Welcome to Class: Introduction to Neuroscience

Centuries after humans first started inquiring about the brain, BJ Casey, the Christina L. Williams Professor of Neuroscience, is demystifying the complex organ that controls everything from thoughts to emotions and food cravings.

In Casey’s Introduction to Neuroscience class, the pioneering neuroscientist teaches the structures, cells, and dynamic functions of the human mind, what she refers to as the “final frontier.” Her goal is for students to constantly consider the connections between the brain and behavior.

“Our brain is a reflection of how we are adapting to the environment,” said Casey. “I want [students] to learn that and experience that as they walk through the world every day.”

The study of the brain can be intimidating to some, so Casey makes it a point to engage students through class participation, visual aids, and interactive activities.
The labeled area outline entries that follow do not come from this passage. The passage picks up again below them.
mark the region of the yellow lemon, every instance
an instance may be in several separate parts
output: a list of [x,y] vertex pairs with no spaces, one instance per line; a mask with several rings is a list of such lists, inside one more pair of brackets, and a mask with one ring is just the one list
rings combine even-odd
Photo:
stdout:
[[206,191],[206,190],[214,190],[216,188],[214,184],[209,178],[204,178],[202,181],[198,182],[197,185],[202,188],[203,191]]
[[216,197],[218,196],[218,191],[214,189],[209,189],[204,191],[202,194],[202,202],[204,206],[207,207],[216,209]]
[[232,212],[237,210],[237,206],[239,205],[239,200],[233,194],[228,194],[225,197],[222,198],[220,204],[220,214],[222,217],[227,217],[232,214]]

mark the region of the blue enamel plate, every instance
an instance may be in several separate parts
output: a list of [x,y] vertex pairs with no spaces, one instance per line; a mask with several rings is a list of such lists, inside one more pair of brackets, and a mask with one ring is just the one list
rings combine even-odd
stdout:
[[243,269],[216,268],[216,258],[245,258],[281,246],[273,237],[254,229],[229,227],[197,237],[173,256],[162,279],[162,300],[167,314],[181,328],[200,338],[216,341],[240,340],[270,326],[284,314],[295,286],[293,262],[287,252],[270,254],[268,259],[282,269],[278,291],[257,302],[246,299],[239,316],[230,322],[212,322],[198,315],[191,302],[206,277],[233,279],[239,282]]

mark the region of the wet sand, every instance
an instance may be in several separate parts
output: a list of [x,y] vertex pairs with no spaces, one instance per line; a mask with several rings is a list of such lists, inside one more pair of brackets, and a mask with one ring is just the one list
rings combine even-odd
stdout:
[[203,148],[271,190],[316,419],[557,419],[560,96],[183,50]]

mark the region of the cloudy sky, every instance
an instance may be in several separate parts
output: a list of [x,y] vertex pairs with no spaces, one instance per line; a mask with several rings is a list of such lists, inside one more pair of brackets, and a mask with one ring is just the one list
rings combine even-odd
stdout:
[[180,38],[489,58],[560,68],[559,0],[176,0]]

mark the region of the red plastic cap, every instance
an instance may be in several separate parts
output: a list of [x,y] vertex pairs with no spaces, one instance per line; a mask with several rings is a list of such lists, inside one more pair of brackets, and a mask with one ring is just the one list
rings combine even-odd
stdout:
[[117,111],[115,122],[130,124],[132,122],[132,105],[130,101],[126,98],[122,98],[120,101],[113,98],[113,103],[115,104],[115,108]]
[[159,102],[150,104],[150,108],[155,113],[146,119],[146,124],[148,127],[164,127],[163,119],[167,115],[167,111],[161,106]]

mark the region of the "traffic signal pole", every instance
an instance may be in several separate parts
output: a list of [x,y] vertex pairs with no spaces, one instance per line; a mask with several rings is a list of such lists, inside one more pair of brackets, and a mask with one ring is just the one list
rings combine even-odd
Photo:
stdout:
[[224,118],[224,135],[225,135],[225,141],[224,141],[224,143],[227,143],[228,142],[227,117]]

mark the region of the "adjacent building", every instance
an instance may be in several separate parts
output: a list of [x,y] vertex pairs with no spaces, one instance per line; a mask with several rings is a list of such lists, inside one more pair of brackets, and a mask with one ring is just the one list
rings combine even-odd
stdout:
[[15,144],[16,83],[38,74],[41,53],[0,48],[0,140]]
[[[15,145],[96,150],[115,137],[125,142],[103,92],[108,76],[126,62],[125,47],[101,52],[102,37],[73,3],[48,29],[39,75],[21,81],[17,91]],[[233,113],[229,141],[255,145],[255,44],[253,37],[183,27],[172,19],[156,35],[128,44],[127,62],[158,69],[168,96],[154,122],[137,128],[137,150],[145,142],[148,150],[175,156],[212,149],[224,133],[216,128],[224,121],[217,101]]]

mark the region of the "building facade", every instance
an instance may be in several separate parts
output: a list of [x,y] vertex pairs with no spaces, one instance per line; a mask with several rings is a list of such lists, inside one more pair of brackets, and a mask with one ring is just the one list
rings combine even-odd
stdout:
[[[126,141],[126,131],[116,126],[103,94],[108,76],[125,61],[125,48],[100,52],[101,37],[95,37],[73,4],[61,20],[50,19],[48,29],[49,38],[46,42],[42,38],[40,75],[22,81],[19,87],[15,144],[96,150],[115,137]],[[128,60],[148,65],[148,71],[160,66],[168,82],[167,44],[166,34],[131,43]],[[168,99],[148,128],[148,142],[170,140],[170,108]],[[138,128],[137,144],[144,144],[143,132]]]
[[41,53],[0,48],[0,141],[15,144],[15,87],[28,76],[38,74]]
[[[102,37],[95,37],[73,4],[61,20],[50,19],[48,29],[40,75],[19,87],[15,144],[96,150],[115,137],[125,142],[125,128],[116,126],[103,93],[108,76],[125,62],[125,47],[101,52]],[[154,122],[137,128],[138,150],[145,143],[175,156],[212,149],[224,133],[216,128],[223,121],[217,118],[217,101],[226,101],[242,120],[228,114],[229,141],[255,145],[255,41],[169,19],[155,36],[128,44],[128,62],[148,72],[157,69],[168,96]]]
She shows videos of kids doing the marshmallow test to demonstrate the roles the brain plays in decision-making and of her own cats in behavioral training using treats.

When students reach the sensory systems unit, they are in for a treat. Casey gives them jelly beans and asks some to hold their nose closed while they eat. She instructs others to consume the candy as they normally would, with both their nose and mouth engaged. The exercise is a clever way for students to experience the brain’s multiple functions at play.

“This is to demonstrate to them that the areas of the brain that represent taste and smell together provide more information about the flavor than just taste alone,” said Casey.

The course also deepens students’ visual understanding of the brain by inviting them to explore the relationship between science and art — a testament to Barnard’s interdisciplinary approach to learning.

For extra credit, students can create a visualization of the brain in their medium of choice. Some creative takes on the assignment have included Play-Doh renderings, theatrical demonstrations, and baked goods — like a pie with dough cutouts of the brain. Casey hopes that her introduction class will whet students’ appetites for other departmental offerings.

“What I want students to take away from this class beyond a basic understanding of the brain and all that it can do is also to find neuroscience as fascinating as I do,” said Casey.